Node Management
How to manage Talos nodes - config, maintenance, and recovery.
Current Setup
| Node | Role | Hardware |
|---|---|---|
| m0 | Control Plane | MS-01 i9-13900H, 96GB RAM, 1TB OS + 2TB Data |
| m1 | Control Plane | MS-01 i9-13900H, 96GB RAM, 1TB OS + 2TB Data |
| m2 | Control Plane | MS-01 i9-13900H, 96GB RAM, 1TB OS + 2TB Data |
All three are control plane nodes with workloads scheduled on them.
Applying Config
task talos:apply-node NODE=<node>
| Option | Default | What it does |
|---|---|---|
MODE | auto | Apply mode - auto (Talos decides), reboot (force reboot), staged (apply on next reboot) |
Config files are in:
talos/
├── controlplane.yaml # Base config
├── controlplane/
│ ├── m0.yaml # Node-specific patches
│ ├── m1.yaml
│ └── m2.yaml
└── schematic.yaml # Factory schematic for Secure Boot
Rebooting
task talos:reboot-node NODE=<node>
Add MODE=powercycle for a hard reboot if needed.
Shutting Down the Cluster
task talos:shutdown-cluster
To bring it back up, just power on the machines.

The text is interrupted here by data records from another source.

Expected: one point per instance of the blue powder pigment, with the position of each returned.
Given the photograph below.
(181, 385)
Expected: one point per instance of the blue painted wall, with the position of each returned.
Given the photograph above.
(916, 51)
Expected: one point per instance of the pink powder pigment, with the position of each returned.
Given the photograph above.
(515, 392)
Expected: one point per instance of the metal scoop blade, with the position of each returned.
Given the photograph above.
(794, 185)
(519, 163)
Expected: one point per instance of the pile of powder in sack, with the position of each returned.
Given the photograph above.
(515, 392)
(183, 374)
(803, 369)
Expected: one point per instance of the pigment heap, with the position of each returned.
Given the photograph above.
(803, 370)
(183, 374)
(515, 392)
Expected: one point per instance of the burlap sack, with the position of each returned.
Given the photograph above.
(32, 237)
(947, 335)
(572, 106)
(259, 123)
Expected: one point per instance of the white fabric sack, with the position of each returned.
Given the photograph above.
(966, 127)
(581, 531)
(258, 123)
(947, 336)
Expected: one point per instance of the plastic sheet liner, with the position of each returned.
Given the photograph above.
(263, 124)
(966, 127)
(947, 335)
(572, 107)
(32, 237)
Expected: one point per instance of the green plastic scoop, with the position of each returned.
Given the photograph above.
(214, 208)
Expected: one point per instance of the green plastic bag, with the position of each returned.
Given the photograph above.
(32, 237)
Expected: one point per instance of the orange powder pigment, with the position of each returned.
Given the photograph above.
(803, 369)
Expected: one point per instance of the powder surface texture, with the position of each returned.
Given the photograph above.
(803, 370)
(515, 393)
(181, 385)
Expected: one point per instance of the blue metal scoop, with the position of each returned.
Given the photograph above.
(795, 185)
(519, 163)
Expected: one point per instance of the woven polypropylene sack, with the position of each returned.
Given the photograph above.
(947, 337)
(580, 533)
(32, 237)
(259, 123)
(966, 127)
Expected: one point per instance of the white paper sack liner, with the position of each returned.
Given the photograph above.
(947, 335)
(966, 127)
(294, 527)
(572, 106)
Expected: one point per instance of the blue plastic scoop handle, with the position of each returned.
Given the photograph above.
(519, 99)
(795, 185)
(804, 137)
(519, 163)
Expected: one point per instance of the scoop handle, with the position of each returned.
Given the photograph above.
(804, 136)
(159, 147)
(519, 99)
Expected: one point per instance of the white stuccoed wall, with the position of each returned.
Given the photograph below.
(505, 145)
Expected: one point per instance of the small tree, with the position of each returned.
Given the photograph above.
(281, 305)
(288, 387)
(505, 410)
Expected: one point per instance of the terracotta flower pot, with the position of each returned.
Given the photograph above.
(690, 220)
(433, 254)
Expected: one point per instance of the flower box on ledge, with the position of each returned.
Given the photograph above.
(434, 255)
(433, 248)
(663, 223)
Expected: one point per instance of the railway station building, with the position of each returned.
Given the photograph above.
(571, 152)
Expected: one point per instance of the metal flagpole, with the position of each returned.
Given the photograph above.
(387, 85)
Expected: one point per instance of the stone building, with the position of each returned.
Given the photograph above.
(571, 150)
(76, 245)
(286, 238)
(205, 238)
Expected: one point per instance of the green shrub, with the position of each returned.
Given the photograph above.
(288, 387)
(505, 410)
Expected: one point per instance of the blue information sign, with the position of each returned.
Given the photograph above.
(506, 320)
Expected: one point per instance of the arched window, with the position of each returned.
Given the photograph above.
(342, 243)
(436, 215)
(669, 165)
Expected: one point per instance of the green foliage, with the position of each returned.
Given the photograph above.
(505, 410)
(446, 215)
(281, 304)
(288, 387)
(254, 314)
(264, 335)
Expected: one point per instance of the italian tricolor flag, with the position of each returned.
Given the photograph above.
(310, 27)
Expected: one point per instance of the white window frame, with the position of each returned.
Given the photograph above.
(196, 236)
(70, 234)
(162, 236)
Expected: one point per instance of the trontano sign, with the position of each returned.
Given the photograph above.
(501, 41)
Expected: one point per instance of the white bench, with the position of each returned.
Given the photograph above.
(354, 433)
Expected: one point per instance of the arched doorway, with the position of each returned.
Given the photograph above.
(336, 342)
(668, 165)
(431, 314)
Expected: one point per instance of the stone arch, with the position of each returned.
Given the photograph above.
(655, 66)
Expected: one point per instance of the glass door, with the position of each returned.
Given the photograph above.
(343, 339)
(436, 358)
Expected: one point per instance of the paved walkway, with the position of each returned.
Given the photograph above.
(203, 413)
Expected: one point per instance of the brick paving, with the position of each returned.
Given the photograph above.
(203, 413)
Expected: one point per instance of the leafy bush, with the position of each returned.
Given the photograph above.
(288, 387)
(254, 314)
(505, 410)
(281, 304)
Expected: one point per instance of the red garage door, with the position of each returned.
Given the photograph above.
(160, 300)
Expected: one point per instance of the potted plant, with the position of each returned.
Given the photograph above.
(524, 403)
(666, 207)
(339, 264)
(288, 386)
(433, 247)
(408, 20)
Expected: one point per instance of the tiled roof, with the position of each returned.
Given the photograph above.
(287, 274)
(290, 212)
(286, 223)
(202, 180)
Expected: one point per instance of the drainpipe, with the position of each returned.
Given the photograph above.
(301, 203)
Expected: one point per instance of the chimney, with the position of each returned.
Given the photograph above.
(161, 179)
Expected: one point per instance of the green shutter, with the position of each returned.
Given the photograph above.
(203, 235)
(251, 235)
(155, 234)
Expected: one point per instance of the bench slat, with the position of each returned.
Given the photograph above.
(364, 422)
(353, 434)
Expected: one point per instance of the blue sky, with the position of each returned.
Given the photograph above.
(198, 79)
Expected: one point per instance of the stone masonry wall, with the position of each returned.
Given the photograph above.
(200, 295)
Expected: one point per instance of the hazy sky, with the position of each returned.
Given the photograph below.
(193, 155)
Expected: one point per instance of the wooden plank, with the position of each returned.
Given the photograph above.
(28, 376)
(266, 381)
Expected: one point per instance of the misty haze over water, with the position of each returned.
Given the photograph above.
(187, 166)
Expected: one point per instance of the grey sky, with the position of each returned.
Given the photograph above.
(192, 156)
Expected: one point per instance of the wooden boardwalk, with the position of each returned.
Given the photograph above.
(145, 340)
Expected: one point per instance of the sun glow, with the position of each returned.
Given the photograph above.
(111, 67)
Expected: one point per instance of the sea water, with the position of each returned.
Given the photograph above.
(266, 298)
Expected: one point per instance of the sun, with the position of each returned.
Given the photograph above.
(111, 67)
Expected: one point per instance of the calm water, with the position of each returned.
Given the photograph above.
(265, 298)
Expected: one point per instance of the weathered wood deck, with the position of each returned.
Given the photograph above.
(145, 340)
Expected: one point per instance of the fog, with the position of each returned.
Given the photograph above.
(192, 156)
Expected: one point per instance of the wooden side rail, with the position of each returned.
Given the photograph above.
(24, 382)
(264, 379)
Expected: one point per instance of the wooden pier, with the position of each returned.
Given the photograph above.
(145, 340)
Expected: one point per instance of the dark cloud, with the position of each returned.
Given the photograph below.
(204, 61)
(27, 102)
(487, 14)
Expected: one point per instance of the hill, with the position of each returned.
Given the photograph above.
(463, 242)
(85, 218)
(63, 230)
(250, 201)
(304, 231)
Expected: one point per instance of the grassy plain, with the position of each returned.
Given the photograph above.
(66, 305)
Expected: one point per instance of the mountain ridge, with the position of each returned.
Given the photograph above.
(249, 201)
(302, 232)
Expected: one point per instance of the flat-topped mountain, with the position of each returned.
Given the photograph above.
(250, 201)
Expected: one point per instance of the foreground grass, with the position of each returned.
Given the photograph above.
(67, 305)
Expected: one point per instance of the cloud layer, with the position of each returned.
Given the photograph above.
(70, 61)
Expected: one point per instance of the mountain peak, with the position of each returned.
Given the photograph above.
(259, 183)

Talos boots and rejoins automatically.
Regenerating Kubeconfig
If kubeconfig expires or gets messed up:
task talos:kubeconfig
Maintenance Procedure
Before doing maintenance on a node:
-
Check things are healthy:
kubectl get nodes kubectl -n rook-ceph exec -it deploy/rook-ceph-tools -- ceph status -
Tell Ceph not to rebalance:
kubectl -n rook-ceph exec -it deploy/rook-ceph-tools -- ceph osd set noout -
Cordon and drain:
kubectl cordon <node> kubectl drain <node> --ignore-daemonsets --delete-emptydir-data -
Do your maintenance
-
Uncordon:
kubectl uncordon <node> -
Unset noout:
kubectl -n rook-ceph exec -it deploy/rook-ceph-tools -- ceph osd unset noout
Resetting a Node
If you need to wipe a node and start fresh:
task talos:reset-node NODE=<node>
This destroys everything on the node.
Resetting the Whole Cluster
Nuclear option:
task talos:reset-cluster
Make sure you have backups before doing this.
Adding a New Node
- Install Talos ISO, set up Secure Boot (see bootstrap)
- Create a node config in
talos/controlplane/<new-node>.yaml - Apply config:
task talos:apply-node NODE=<new-node> - Watch it join:
kubectl get nodes -w - If it has storage, Rook will discover and provision OSDs
Removing a Node
- Drain workloads:
kubectl drain <node> --ignore-daemonsets --delete-emptydir-data - If it has Ceph OSDs, remove them first (see storage-operations)
- Delete from cluster:
kubectl delete node <node> - Optionally reset:
task talos:reset-node NODE=<node>
Node Shell Access
For low-level debugging:
task kubernetes:node-shell NODE=<node>
This gives you a privileged shell on the node.